I want to apply Arnold's cat map to my matrix. Here is my implementation:
import numpy as np
def cat_mapping(matrix, MAX):
width, height = matrix.shape
transformed_matrix = np.empty([width, height]).astype(np.uint8)
counter = 1
x = np.repeat(np.arange(width).reshape(-1, 1), height, axis=-1).T
y = np.repeat(np.arange(height).reshape(-1, 1), width, axis=-1)
nx = (2 * x + y) % width
ny = (x + y) % height
while counter <= MAX:
transformed_matrix[ny, nx] = matrix[y, x]

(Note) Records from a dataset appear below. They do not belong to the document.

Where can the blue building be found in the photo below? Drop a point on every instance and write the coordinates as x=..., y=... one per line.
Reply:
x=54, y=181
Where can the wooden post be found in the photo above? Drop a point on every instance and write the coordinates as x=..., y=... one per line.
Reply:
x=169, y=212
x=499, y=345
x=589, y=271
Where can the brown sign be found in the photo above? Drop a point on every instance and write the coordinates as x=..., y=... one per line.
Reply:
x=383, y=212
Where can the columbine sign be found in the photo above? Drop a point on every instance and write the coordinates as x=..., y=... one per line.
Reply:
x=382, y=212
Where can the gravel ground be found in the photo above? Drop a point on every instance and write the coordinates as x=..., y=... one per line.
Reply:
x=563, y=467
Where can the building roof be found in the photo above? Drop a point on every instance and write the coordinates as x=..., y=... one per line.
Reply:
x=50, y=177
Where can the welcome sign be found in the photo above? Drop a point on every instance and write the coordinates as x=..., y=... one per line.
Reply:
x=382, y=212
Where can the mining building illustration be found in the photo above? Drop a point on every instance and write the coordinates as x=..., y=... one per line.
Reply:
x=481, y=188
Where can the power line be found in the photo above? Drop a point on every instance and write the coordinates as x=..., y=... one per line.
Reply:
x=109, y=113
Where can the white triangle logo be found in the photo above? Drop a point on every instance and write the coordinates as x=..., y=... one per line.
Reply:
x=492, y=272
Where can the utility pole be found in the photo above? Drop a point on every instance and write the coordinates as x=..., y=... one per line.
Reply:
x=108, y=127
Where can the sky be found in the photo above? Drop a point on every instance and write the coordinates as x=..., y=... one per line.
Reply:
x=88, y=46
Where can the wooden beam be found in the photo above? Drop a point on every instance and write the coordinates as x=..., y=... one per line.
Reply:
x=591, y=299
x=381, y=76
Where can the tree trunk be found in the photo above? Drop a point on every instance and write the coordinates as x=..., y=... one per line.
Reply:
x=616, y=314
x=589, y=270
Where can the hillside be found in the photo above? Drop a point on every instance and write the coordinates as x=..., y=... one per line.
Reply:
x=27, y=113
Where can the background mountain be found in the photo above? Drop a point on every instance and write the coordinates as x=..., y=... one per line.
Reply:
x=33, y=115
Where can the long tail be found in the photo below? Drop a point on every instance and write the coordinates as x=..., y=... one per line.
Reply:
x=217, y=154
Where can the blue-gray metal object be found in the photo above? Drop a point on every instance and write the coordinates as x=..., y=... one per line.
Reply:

matrix = transformed_matrix
if counter != MAX:
transformed_matrix = np.empty([width, height])
counter = counter + 1
return transformed_matrix
Which work perfectly. But when the size of the array increase >10000
with bigger iteration value MAX
, this implementation became really slow. Even I use numba
, but the result is not satisfactory.
I was thinking, can the transformation could be broken into smaller part and combine the result like Divide and Conquer does?
Update
@JeromeRichard helped to make it faster using numba
which is nice. But, I think, is it become more faster if somehow we manage to implement DC paradigm?. I tried to implement with some demo data like this:
def split(matrix):
row, col = matrix.shape
row2, col2 = row//2, col//2
return matrix[:row2, :col2], matrix[:row2, col2:], matrix[row2:, :col2], matrix[row2:, col2:]
main = np.arange(1000*1000).reshape(1000,1000)
a,b,c,d = split(main)
a = cat_mapping_fast(a,100)
b = cat_mapping_fast(b,100)
c = cat_mapping_fast(c,100)
d = cat_mapping_fast(d,100)
np.vstack((np.hstack((a, b)), np.hstack((c, d))))
But I couldn't come up with deeper recursion because of "How to merge them?".
Any solution or hint will be appreciated.